1. Tountas' activity in Smyrna
Panagiotis Tountas, possibly the greatest musician from Asia Minor settled in Greece after the Asia Minor Catastrophe in 1922, was born in Smyrna in 1886. Born into a wealthy family, he started learning to play various musical instruments at an early age. He was particularly interested in the mandolin. As an instrument player, he was a member of the world famous Smyrna Estudiantina the ‘Politakia’ in the early 20th century, like another great composer of the Smyrna school, Spyros Peristeris.
2. Tountas' career and work in Greece
When the Greeks were uprooted from Asia Minor, he settled in Athens in 1924 and became the director of Odeon. Most of the 1923-1932 recordings were made under his supervision, when the creators and singers from Asia Minor were the main expressers of popular music. As the art director of Columbia (1931-1940), Tountas continued to dominate the recording business in Greece in a period when the Smyrna school was gradually giving way to Rebetiko (Greek urban folk song), which was mainly represented by Markos Vamvakaris.
Playing an important role in music business in the 1920s and 1930s, Tountas as a composer mainly expressed the school of Smyrna. Although he wrote some songs in the ‘new’ style of Rebetiko, as the latter was evolved from 1932-33 onwards, the large part of his work places him at the top of the team of the great refugee musicians dominating the Greek popular music from 1922 until 1932 (such as V. Papazoglou, G. Asikis and A. Diamantidis or ‘Dalgas’). Many hit songs of the 1920s and the 1930s belong to Tountas, such as ‘Naughty Lili’ ('Lili I Skandaliara'-1931), ‘I Want a Princess’ ('Ego Thelo Pringipessa'-1935), ‘The Waitress’ ('I Garsona'-1936) and ‘My Dimitroula’ ('Dimitroula Mou'-1936).

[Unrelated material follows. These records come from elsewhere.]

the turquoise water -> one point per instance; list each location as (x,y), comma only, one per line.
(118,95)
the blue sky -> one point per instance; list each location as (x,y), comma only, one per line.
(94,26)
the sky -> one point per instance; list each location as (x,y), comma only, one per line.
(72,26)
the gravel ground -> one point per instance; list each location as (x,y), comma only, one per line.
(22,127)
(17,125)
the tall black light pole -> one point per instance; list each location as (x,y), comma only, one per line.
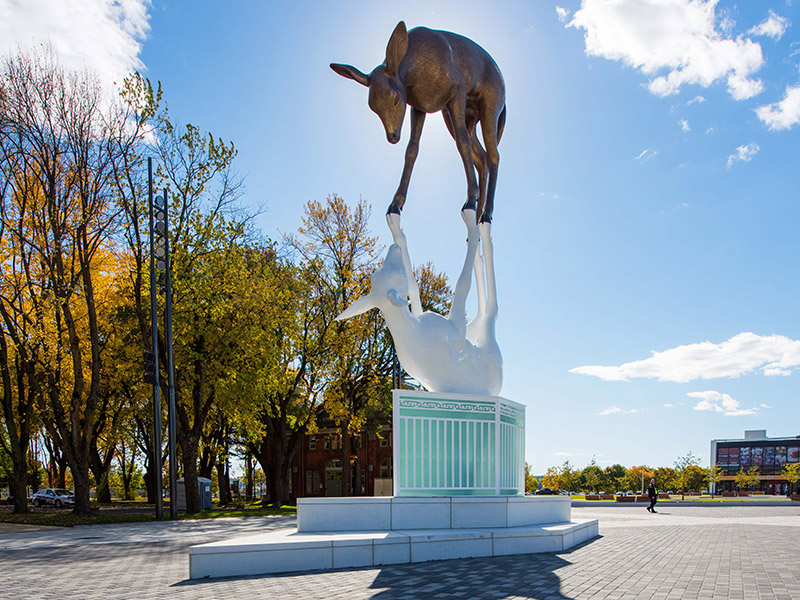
(173,455)
(153,362)
(396,372)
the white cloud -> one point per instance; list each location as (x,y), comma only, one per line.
(773,26)
(616,410)
(673,42)
(744,153)
(743,353)
(718,402)
(103,35)
(646,155)
(783,114)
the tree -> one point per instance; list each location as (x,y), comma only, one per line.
(531,483)
(207,231)
(569,477)
(592,477)
(336,240)
(714,476)
(58,215)
(666,478)
(635,476)
(682,465)
(747,479)
(282,367)
(696,477)
(614,476)
(552,478)
(792,474)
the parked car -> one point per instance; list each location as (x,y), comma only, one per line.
(53,497)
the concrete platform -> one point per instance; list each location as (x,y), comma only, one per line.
(449,512)
(292,550)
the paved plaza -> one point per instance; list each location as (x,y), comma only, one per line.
(681,552)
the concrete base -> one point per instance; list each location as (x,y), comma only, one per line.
(452,512)
(289,550)
(335,533)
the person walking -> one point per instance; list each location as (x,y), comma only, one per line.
(652,492)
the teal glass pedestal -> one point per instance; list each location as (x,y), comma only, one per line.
(457,445)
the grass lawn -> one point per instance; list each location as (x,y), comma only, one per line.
(132,512)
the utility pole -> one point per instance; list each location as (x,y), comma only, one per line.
(161,281)
(154,375)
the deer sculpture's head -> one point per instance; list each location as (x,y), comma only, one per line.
(387,93)
(389,287)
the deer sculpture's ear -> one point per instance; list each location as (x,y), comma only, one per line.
(396,299)
(361,305)
(351,73)
(396,49)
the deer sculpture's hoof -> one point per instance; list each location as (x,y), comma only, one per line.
(393,219)
(468,216)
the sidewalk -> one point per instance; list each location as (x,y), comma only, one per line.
(741,553)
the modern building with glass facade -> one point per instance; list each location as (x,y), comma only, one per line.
(770,455)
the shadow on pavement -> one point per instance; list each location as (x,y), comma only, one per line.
(520,576)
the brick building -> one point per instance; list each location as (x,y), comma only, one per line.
(770,455)
(317,469)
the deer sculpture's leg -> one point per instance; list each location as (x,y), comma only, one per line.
(475,327)
(491,287)
(456,109)
(489,122)
(458,312)
(417,121)
(399,238)
(479,160)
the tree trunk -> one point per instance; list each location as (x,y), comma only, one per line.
(149,483)
(100,467)
(80,478)
(19,488)
(189,453)
(248,473)
(346,479)
(224,481)
(357,474)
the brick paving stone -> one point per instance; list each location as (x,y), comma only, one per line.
(748,553)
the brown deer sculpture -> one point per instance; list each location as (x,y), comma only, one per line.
(435,71)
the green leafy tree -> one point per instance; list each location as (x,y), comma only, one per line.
(633,478)
(746,480)
(531,483)
(682,465)
(569,477)
(614,476)
(713,477)
(336,239)
(552,478)
(666,478)
(792,474)
(592,477)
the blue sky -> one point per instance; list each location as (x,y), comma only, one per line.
(647,200)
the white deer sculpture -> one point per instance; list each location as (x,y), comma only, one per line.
(445,354)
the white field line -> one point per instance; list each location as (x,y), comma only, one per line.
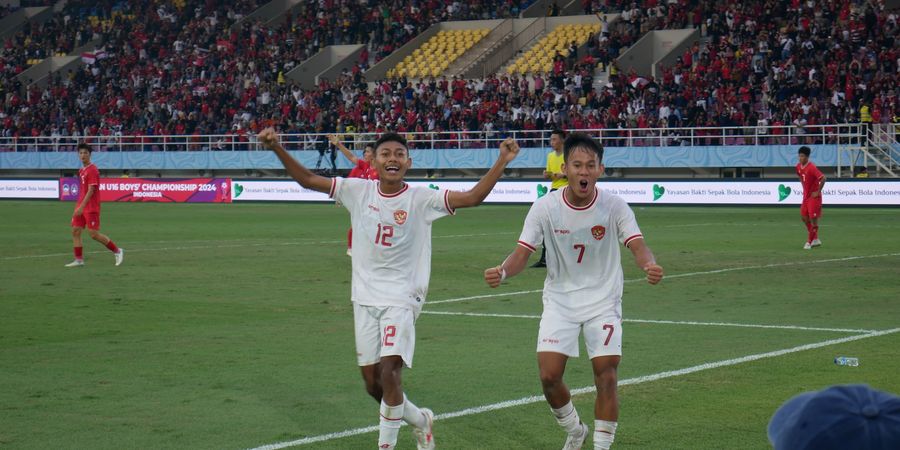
(590,389)
(681,275)
(666,322)
(240,245)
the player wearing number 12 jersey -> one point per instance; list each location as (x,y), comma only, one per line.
(582,228)
(362,168)
(391,266)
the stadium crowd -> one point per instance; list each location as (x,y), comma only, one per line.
(189,71)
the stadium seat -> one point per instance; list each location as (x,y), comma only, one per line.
(437,53)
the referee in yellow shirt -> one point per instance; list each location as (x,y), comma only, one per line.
(554,172)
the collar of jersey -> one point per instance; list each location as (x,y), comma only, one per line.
(579,208)
(402,190)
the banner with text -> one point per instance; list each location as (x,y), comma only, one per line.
(867,193)
(29,189)
(190,190)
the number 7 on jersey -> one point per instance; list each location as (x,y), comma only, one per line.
(580,248)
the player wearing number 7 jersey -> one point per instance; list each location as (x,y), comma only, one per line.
(391,266)
(581,227)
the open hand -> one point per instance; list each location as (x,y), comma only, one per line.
(654,273)
(493,276)
(268,137)
(509,149)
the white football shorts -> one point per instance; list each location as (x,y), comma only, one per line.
(602,335)
(384,331)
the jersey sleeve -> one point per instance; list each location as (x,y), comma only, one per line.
(436,203)
(93,177)
(817,174)
(533,230)
(626,224)
(348,191)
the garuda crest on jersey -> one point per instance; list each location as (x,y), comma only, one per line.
(598,232)
(400,216)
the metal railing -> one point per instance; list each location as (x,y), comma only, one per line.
(843,134)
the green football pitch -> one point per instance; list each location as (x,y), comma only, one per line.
(230,327)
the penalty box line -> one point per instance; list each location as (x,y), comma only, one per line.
(679,275)
(667,322)
(589,389)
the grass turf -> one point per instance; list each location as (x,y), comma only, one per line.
(229,326)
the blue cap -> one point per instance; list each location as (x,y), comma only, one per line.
(847,417)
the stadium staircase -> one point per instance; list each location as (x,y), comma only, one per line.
(882,149)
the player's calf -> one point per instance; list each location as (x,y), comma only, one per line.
(371,378)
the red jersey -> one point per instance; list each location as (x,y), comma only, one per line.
(363,170)
(89,176)
(810,177)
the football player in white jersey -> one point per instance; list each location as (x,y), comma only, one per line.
(391,266)
(582,228)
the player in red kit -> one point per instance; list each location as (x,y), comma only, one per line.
(362,168)
(87,209)
(812,180)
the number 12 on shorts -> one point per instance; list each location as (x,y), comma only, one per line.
(611,329)
(390,331)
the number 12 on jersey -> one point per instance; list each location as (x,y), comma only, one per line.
(384,232)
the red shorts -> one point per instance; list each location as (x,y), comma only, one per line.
(92,220)
(811,207)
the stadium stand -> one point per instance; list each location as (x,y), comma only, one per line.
(552,50)
(433,57)
(760,64)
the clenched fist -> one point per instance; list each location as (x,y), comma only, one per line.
(493,276)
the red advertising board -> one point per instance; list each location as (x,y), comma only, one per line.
(193,190)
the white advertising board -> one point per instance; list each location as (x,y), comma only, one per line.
(867,193)
(29,189)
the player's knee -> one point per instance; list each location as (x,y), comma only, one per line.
(606,379)
(373,388)
(550,377)
(391,368)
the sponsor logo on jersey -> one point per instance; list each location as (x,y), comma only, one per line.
(400,216)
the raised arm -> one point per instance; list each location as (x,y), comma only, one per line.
(509,149)
(346,151)
(302,175)
(512,265)
(644,259)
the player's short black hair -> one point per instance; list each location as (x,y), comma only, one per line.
(391,137)
(582,141)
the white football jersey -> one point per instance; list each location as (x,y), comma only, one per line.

An incident1 reflecting the political climate of the time in relation with popular songs and censorship should be mentioned. In the late 1934 or the early 1934 one of the most well known songs by Tountas, ‘Barbara’ ('Barbara'), sung by Stelakis Perpiniadis, was released. It was a happy song ironically commenting on the behaviour of a high-society girl of the time and her ‘immoral friends’ in the prosperous, coastal suburbs of Athens, like Glyfada. Although the song was released before the dictatorship of August 4, 1936, it was deemed that its lyrics aimed at the future dictator Ioannis Metaxas and his two daughters (although neither of them was called Barbara), who frequently escorted him (as well as the rest of his family) when he strolled in Glyfada. The case went to court and Tountas was convicted for the content of his song. After a while, in early 1937, the Censorship Committee was formed and was involved in several cases concerning music business in Greece.
Tountas Panagiotis died in 1942 from rheumatism.